Но борьба за это разрешение переросла традиционные формы. Тоталитарные тенденции одномерного общества делают традиционные пути и средства протеста неэффективными
- и, может быть, даже опасными, поскольку они сохраняют иллюзию верховенства народа. В этой иллюзии есть доля правды: "народ", бывший ранее катализатором общественных сдвигов, "поднялся" до роли катализатора общественного сплачивания.
В гораздо большей степени в этом, а не в перераспределении богатств и уравнивании классов, состоит новая стратификация развитого индустриального общества.
Однако под консервативно настроеннной основной массой народа скрыта прослойка отверженных и аутсайдеров, эксплуатируемых и преследуемых представителей других рас и цветов кожи, безработных и нетрудоспособных. Они остаются за бортом демократического процесса, и их жизнь являет собой самую непосредственную и реальную необходимость отмены невыносимых условий и институтов. Таким образом, их противостояние само по себе революционно, пусть даже оно ими не осознается.
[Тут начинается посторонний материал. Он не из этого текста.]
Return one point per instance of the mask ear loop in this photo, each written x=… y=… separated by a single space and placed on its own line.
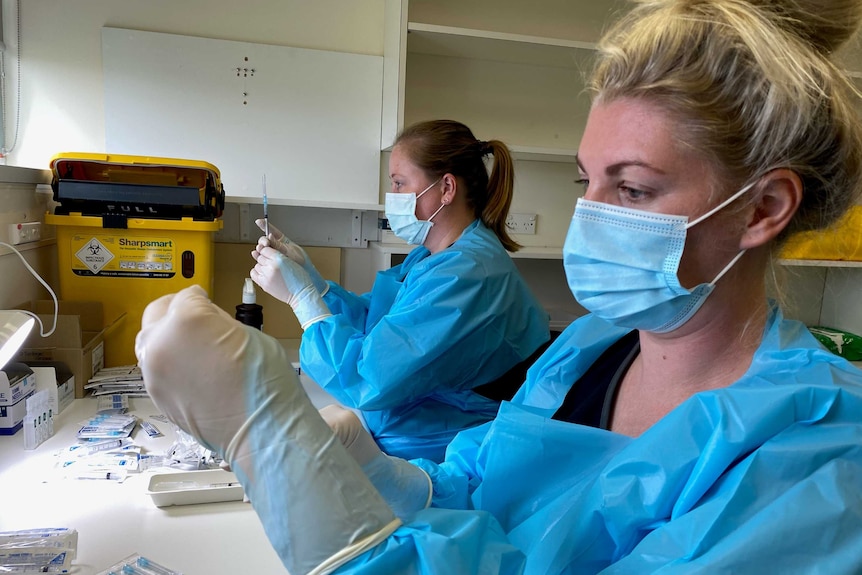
x=425 y=190
x=422 y=193
x=717 y=208
x=721 y=206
Это противостояние наносит системе удар снаружи, так что она не в силах уклониться; именно эта стихийная сила нарушает правила игры и тем самым разоблачает ее как бесчестную игру. Когда они (отверженные) объединяются и выходят на улицы, безоружные, беззащитные, с требованием самых простых гражданских прав, они знают, что столкнутся с собаками, камнями, бомбами, тюрьмами, концентрационными лагерями и даже смертью. Но их сила стоит за каждой политической демонстрацией жертв закона и существующего порядка. И тот факт, что они уже отказываются играть в эту игру, возможно, свидетельствует о том, что настоящему периоду развития цивилизации приходит конец.
Нет оснований полагать, что этот конец будет благополучным. Обладая значительными экономическими и техническими возможностями, существующие общества уже вполне могут позволить себе пойти на приспособительные шаги и уступки обездоленным, а их вооруженные силы достаточно натренированы и оснащены, чтобы позаботиться об экстренных ситуациях. Однако призрак конца цивилизации продолжает блуждать внутри и за пределами развитых обществ. Напрашивается очевидная историческая параллель с варварами, некогда угрожавшими цивилизованной империи; вторым периодом варварства вполне может стать продолжение империи самой цивилизации. Но вполне вероятно, что исторические крайности - высшая степень развития сознания человечества и его наиболее эксплуатируемая сила - могут сойтись и на этот раз. Это - не более, чем вероятность.
Критическая теория общества не располагает понятиями, которые могли бы перебросить мост через пропасть между его настоящим и будущим; не давая обещаний и не демонстрируя успехов, она остается негативной. Таким образом, она хочет сохранить верность тем, кто, уже утратив надежду, посвятил и продолжает посвящать свои жизни Великому Отказу. В начале периода фашизма Вальтер Беньямин написал:
Nur urn der Hoffnungslosen wiUen ist uns die Hoffnung gegeben.
Только ради потерявших надежду дана нам надежда.